I don’t know what it is about me and Bonfire, but the phrase which springs to mind concerns my inability to arrange a jolly good session in Harvey’s brewery. Every year I am fully armed with all the programmes; yet every year I’m on Grange Road when the procession’s on Southover, or hanging about at Boots when everyone else is at the War Memorial. I feel the heat of the flames, but by the time I arrive, there’s nothing left but a smouldering torch in the gutter.
On the plus side, I’ve never taken a rookie in the face, and I do get an awfully good view. Of boarded up shop-fronts, admittedly.
This year, I hoped it would be different. We mustered promptly outside the Kings Head, and to the sound of the band and the lights of cars coming straight at us, we followed the Southover procession up Priory Street.
‘Going at quite a clip, aren’t they?’ puffed Grangey, as we broke into a run to try and keep up. It was like the London Marathon. When Thing One objected to being yanked along between us, her feet off the ground, we slowed down and watched the parade disappear round the corner.
On the way into town we got distracted by the guy selling light-up toys – at least this year we got the laser home before it broke, so it was well worth FOUR QUID - and could find no sign of Southover when we reached the Cliffe. Then we heard, far away, a series of splashes indicating they’d thrown the crosses in the Ouse without us. We looked unsuccessfully for another Society to chase, then milled aimlessly about, following groups of people at random. In this manner we were swept against our will, first into the Volunteer, then into a group of Japanese teenagers chucking rookies, and finally into someone’s house when they popped home to get another sweater.
Then a woman said confidently, ‘Down the Cliffe now’, and we turned to see a DFL-FB family, in matching Barbours.

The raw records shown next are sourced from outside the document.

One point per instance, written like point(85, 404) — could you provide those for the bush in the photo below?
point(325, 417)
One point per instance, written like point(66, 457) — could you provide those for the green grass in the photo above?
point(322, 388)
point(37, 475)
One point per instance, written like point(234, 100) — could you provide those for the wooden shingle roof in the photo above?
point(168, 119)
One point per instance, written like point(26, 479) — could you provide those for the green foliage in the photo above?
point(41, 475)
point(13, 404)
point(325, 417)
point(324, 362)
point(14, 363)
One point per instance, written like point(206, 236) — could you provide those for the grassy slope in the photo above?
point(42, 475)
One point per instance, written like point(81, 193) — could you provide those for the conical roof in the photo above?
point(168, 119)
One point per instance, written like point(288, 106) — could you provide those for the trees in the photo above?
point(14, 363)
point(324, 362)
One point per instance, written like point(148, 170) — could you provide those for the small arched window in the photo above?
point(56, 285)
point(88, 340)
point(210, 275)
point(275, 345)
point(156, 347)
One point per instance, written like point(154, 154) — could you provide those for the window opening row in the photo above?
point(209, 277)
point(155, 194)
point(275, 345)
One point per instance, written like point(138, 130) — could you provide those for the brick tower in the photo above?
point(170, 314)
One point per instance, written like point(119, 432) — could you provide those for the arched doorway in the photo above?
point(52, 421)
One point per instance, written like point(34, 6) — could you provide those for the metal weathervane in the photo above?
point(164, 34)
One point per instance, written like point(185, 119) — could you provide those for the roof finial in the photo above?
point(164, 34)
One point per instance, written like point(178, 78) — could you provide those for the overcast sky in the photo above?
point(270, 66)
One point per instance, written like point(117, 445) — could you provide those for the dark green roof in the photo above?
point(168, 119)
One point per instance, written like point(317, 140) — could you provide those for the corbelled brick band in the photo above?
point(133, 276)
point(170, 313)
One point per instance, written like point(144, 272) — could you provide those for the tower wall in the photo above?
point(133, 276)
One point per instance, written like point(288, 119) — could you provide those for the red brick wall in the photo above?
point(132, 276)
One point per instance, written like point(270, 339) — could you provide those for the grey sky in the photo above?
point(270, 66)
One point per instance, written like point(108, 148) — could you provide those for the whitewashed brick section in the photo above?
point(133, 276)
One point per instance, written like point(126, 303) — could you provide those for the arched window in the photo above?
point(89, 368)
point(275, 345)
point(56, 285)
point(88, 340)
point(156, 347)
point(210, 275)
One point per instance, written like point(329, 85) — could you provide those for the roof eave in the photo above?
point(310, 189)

We followed closely. ‘Jonty reckoned this would be the best place’, she said, stationing her group outside Spectrum Opticians. ‘Five minutes till the next procession’.
She handed out sparklers, snacks and drinks to her brood. When the littlest child asked for the toilet, he was told, ‘Pop across the road to number 10, Gilly said it would be fine.’ Thing One watched in awe, clearly planning to swap mothers immediately.

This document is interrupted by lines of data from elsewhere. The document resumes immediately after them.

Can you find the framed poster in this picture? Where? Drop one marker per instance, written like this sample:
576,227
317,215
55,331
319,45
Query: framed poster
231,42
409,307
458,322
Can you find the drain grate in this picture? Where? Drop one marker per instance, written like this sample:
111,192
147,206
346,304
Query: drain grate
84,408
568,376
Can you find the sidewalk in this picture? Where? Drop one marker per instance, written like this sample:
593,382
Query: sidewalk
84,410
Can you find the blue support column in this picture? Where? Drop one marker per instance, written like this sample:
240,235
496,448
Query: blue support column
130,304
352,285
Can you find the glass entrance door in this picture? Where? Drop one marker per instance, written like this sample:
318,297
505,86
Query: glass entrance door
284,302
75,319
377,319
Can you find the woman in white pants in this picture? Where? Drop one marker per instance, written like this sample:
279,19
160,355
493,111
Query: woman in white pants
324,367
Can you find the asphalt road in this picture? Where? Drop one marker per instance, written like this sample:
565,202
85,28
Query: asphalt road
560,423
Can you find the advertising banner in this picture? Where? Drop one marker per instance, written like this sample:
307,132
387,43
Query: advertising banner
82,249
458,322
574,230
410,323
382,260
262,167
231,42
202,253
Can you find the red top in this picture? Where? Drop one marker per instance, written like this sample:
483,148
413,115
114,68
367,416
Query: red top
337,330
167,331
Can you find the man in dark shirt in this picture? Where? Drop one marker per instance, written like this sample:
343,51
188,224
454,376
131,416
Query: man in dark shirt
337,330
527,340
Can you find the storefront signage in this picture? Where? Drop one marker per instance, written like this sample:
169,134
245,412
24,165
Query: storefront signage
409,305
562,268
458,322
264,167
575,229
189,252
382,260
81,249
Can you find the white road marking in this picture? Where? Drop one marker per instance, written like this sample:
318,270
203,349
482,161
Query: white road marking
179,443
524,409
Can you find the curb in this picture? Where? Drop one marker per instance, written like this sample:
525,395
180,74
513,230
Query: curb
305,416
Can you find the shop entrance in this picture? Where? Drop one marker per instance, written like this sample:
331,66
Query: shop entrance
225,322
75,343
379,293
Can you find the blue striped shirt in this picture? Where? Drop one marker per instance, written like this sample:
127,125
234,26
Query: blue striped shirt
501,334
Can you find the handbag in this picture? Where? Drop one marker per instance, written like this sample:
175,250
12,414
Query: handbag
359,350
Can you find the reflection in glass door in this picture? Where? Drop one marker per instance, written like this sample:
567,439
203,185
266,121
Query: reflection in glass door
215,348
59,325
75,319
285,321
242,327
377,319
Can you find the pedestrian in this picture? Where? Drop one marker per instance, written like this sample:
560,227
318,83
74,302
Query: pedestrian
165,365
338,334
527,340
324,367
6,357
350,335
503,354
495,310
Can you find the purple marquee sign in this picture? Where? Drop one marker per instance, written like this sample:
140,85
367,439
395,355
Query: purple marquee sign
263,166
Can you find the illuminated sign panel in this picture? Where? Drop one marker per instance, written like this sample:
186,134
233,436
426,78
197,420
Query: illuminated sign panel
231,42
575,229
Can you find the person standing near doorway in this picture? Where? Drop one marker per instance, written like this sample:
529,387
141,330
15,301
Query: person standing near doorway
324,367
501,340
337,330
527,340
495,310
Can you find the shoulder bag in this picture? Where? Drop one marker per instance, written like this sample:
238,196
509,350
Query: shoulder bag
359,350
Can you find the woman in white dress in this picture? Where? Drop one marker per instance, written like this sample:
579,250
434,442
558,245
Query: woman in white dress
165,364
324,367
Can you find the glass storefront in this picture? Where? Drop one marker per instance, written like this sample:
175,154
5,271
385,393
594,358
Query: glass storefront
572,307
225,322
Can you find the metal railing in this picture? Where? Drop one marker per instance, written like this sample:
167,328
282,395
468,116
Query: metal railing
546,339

Exactly as the woman had predicted, the parade went past. We got to see everything, for the first time ever. In the ensuing silence, we turned to our guru to see what we were going to do next.
‘Hot chocolate at number 17’, she said, consulting her list, ‘before relocating for the next procession.’
Off they went, to their lovely pit-stop, and then it was just us, standing in the cold.
‘Might as well go home’, said Grangey, ‘We’ll never find the damn thing by ourselves.’